๐๏ธ Building pre-owned Car Platform With Valkey - Part 2
Contents
In Part 1 of our series, we explored the foundational aspects of our platform’s performance optimization. We began by defining our business model, which combines a marketplace and inventory system to facilitate car sales. We detailed the user flow, including how users view ads, generate leads, and book test drives. Our primary focus was on enhancing the performance of individual car pages, where we discussed various strategies to reduce latency and improve load times. We examined the impact of client-side versus server-side rendering and outlined initial approaches to optimizing both frontend and backend components.

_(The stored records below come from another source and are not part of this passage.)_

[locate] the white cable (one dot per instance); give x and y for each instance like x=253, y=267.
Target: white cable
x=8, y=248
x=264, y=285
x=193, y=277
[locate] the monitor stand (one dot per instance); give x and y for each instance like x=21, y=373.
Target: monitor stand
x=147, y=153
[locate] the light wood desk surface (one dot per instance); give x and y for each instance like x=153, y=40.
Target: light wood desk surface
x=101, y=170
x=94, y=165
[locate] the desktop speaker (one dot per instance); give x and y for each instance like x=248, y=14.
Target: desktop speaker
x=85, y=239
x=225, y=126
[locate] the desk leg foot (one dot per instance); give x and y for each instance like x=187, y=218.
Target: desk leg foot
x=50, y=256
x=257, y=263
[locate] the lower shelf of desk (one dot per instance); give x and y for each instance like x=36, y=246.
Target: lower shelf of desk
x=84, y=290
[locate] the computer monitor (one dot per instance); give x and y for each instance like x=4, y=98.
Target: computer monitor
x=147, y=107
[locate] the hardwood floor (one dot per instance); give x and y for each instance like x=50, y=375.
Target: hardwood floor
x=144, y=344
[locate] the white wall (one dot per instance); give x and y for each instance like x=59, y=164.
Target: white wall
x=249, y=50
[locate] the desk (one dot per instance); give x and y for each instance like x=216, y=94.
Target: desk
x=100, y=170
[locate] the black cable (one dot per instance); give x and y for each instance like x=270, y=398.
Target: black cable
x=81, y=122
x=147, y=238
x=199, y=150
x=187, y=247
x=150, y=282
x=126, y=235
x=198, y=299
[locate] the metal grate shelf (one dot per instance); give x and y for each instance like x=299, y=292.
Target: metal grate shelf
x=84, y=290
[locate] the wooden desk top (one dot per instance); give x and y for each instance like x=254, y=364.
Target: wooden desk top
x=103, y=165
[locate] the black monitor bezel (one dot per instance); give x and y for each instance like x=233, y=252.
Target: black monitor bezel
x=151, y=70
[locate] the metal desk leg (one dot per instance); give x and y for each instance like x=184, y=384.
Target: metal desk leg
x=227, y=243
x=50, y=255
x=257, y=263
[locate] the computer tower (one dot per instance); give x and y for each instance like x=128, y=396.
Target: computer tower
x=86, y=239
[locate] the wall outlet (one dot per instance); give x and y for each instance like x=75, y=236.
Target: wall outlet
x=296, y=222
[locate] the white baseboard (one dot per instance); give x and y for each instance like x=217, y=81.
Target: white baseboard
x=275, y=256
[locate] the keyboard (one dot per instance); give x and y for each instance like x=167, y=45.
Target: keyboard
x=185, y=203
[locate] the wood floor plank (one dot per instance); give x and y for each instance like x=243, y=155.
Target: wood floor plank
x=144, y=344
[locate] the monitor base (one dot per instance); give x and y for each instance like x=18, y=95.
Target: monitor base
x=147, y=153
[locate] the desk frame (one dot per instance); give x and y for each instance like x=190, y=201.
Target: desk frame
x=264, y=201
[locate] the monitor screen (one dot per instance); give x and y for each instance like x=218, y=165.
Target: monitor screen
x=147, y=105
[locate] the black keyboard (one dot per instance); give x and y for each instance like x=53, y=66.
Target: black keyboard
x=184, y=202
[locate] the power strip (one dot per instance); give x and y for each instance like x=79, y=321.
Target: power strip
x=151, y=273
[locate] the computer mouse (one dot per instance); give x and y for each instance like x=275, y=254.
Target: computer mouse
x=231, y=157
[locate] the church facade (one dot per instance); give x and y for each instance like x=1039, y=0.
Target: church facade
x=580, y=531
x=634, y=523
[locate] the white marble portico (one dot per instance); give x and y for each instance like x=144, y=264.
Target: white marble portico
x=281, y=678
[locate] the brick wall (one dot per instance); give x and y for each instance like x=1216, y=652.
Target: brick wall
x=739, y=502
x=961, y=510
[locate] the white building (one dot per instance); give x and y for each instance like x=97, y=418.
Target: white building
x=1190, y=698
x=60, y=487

In Part 2, we will focus on building and optimizing the listing page using Valkey. We will explore how to handle complex filters, manage pagination efficiently, and ensure the listing page loads quickly to provide an excellent user experience.
We will review the existing design and discuss how we mapped our business use cases to Valkey to significantly reduce response times. This will include an exploration of how to handle complex filters, manage pagination effectively, and leverage Valkey’s capabilities to ensure that the listing page delivers a fast and seamless user experience.
What ? #
The listing page is where users first interact with our inventory. It displays a comprehensive list of cars with basic information and provides filters and ordering options to help users refine their search effectively. Our goal is to ensure this page loads quickly and efficiently, as it plays a crucial role in reducing bounce rates.
Why ? #
As we discovered in Part 1, approximately 40-60% of user interactions begin with the listing page. Therefore, optimizing its performance can significantly improve the overall user experience, increase engagement, and ultimately drive more sales.
Specification #
To meet our users’ needs, we’ve identified three key features for the listing page:
Filters: Allow users to narrow down their search by applying various filters such as make, model, year, price range, mileage, etc.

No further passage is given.